New Jersey Gift Card Update – SB 1928 Signed Into Law
Posted on Jul 10, 2012 by Tim G. |
On Friday June 29, 2012, after much discussion and intense lobbying, New Jersey Governor Chris Christie signed Senate Bill 1928 into law. This bill modifies the highly controversial New Jersey unclaimed property law affecting gift cards that was adopted in 2010. The 2010 law required retailers to collect certain identifying information from the purchasers of gift cards (including the purchaser’s zip code). The requirements of the original law caused a lot of consternation in the retail industry and among those companies that distribute gift cards. Those faced with complying with these new requirements argued that the law was nothing more than a revenue grab by the state that violated the tenets of established unclaimed property reporting hierarchies. As chroncicled here on our blog, litigation ensued, and the original law has essentially been suspended since its passage.

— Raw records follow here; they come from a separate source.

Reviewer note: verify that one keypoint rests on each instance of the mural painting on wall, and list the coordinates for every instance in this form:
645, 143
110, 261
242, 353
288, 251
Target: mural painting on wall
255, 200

Our other recent posts highlight the reactions from card issuers- and the Governor concerning the 2010 bill.
The Highlights of the new bill include the following:
- The law applies to any cards issued after July 1, 2010
- The dormancy period for reporting & remitting unredeemed gift card proceeds has been lengthened to 5 years from 2 years
- The address/zip code collection requirement has been delayed for 4 years
- Retailers may now retain 40% of the unused SVC Balances (only 60% of the unredeemed amount left on a card is reportable as unclaimed property
- Expiration dates and dormancy fees are banned
- Gift cards issued for promotional purposes are exempt
- Gift cards issued to charitable/educational organizations are exempt
- Cash back requirements less than $5.00 – For some types of cards the cardholder can request cash back at the time of redemption, if the card has a remaining balance less than $5.00. We found notions that this could be coming back in April of this year.